Bewertung der Führungspersönlichkeiten
Kyriakos Mitsotakis bleibt mit 29 % (plus 1 Punkt) der geeignetste Premierminister, während Tsipras mit 15 % (ebenfalls plus 1) folgt. Nikos Androulakis erreicht 5 %, Kyriakos Velopoulos, Zoi Konstantopoulou und Maria Karystianou erhalten jeweils 4 %. Der frühere Premier Antonis Samaras liegt bei 2 %, ebenso wie der KKE-Chef Dimitris Koutsoumpas. Ein Viertel der Befragten wählte 'keinen der Genannten'.
- Kyriakos Mitsotakis
- 29 %
- Alexis Tsipras
- 15 %
- Nikos Androulakis
- 5 %
- Kyriakos Velopoulos
- 4 %
- Zoi Konstantopoulou
- 4 %
- Maria Karystianou
- 4 %
- Afroditi Latinopoulou
- 2 %
- Antonis Samaras
- 2 %
- Dimitris Koutsoumpas
- 2 %
- Yanis Varoufakis
- 1 %
- Keiner der Genannten
- 25 %
Stimmung in der Bevölkerung
Die Umfrage zeigt eine tief unzufriedene Wählerschaft: 67 % glauben, dass das Land in die falsche Richtung steuert, und der gleiche Anteil bewertet die Regierung negativ. Auch die persönliche Zustimmung zum Premierminister ist negativ.
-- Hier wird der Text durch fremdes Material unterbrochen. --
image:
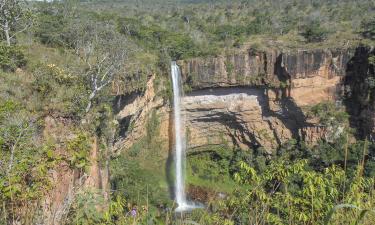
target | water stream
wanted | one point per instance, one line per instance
(180, 144)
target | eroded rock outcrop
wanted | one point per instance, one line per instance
(238, 116)
(268, 109)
Der Oppositionsführer (Tsipras) und PASOK-Chef Nikos Androulakis erhalten negative Bewertungen von 82 % bzw. 80 %. Hohe Preise bleiben das Hauptproblem, das von 50 % der Befragten genannt wird (plus 3 Punkte gegenüber Mai), gefolgt von der Wirtschaftslage (31 %), der institutionellen Krise (21 %) und Korruption (14 %).
Der politische Kontext
Da vorgezogene Neuwahlen nicht ausgeschlossen sind, befindet sich das Land faktisch in einer Vorwahlzeit. Die Umfrage bestätigt, dass Tsipras' ELAS seine Position als wichtigster Oppositionspol festigt, während Karystianous Hope an Dynamik verloren hat. Die Forderung nach politischem Wandel dominiert die öffentliche Stimmung: 60 % ziehen einen Wandel der Regierungserzählung von Stabilität und Kontinuität vor, die nur 39 % überzeugt.